J'ai accumulé ces histoires courtes, de quelques mois au grand maximum, ces histoires de chute, de brûlure et de destruction, ces passions. Toutes ont commencées de la même façon, et sont finies de même. Toutes ces femmes étaient les mêmes, elles recherchaient la même chose que je leur offrais sans discuter, avant de les laisser repartir vers leurs vies qu'elles n'auraient jamais dû quitter. Je les aide à vivre, je leur offre la tentation pour mieux la faire disparaître, je les rends heureuses pour le reste de leur vie, sans qu'elles ne le sachent. Et c'est mieux ainsi.

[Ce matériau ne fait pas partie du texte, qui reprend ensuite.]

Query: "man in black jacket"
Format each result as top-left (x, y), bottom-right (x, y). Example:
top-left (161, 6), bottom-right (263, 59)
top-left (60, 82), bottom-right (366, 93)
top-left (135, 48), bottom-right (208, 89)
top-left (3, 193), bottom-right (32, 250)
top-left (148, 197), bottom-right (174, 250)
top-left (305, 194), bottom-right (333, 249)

Je ne me suis jamais fixé. C'était mon propre choix, que j'ai fait suite à la discussion que j'ai eu avec elle. Et surtout suite à son retour vers Eric. J'ai fait ce choix jeune, celui qui me convenait le mieux, celui que je voulais. J'ai choisi de suivre mes propres défaillances, mes propres désirs. J'ai choisi les passions.
Les femmes ont un choix à faire entre la passion et l'amour simple. Moi, j'ai eu à choisir entre les passions et l'amour unique. J'ai choisi.
J'aimais voir ces femmes différentes et pourtant si semblables, j'aimais les combler, accomplir leurs désirs, leurs fantasmes, j'aimais sauter avec elles dans le vide et les regarder se brûler, jusqu'à arrêter. J'aimais l'ivresse qu'elles me provoquaient, j'aimais celle que je leur offrais. J'aimais les voir défaillir sous moi, j'aimais ce plaisir qu'elles me procuraient, au bord de l'évanouissement. J'aimais le moment où tout s'amplifiait, la violence, les cris, la douleur, le sexe, l'addiction. J'aimais ce moment qui était l'apogée, l'extase de cette relation qui n'avait qu'un but, qu'un aboutissement : la rupture. Toutes ont refusé d'y laisser leurs ailes et leurs avenirs. Aucune n'a tenté de rester. J'aimais les regarder partir vers ceux qui les attendaient, j'aimais les voir heureuses, et plus que tout j'aimais provoquer leur doute quand elles me revoyaient. J'aimais leur rappeler ce qu'elles avaient vécu avec moi, ce qu'elles avaient laissé derrière elle en partant.
J'aimais incarner cette passion. La passion des femmes.